On Sat, May 19, 2018 at 3:12 AM, aginwala <aginwala at asu.edu> wrote:

> Sure.
>
> I tried with the settings you suggested but still its not able to promote
> new master during kernel panic :( :
>
> Current DC: test7 (version 1.1.14-70404b0) - partition WITHOUT quorum
> 2 nodes and 3 resources configured
>
> Online: [ test7 ]
> OFFLINE: [ test6 ]
>
> Full list of resources:
>
>  VirtualIP (ocf::heartbeat:IPaddr2): Stopped
>  Master/Slave Set: ovndb_servers-master [ovndb_servers]
>      Stopped: [ test6 test7 ]
>
> Until it is stuck in panic, it doesn't let new leader to be promoted which
> is bad. So the cluster recovers after I force reboot the box. So, promote
> logic should still proceed without manual intervention which is not working
> as expected.
> So without your patch too I see same results where if I reboot the stuck
> master, only then cluster restores.
>
>
> Also I noticed ipaddr2 resource shows below error:
> 2018-05-18T21:36:13.794Z|00005|ovsdb_error|ERR|unexpected ovsdb error:
> Server ID check failed: Self replicating is not allowed
> 2018-05-18T21:36:13.795Z|00006|ovsdb_jsonrpc_server|INFO|tcp:
> 192.168.220.107:59864: disconnecting (making server read/write)
>
> So I think this kind of race condition is expected as I am seeing this too
> using LB code.
>
>
>
I tried your commands and for some reason didn't work for me.

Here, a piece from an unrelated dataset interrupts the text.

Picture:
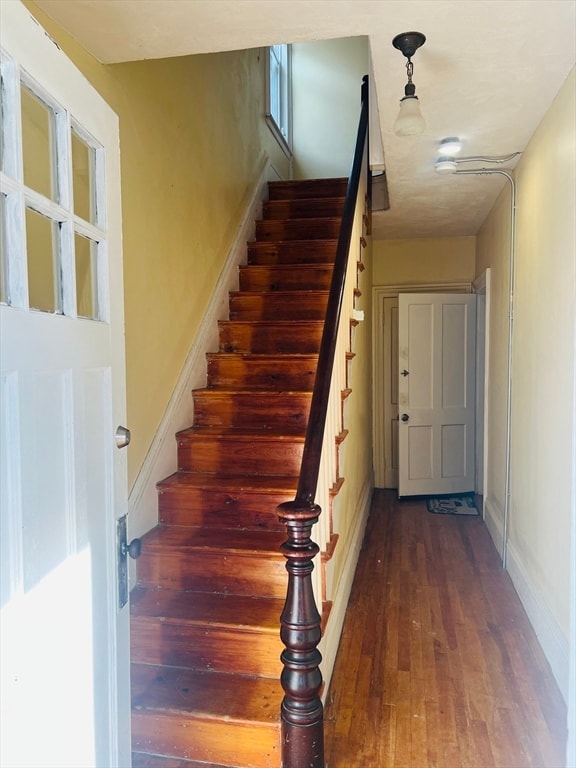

I tested with the below commands and it is working as expected. When i
trigger kernel panic on the master node, pacemaker promotes another master.
I suspect there is some issue with the ordering of the resources. If you
want you can give a shot using the below commands.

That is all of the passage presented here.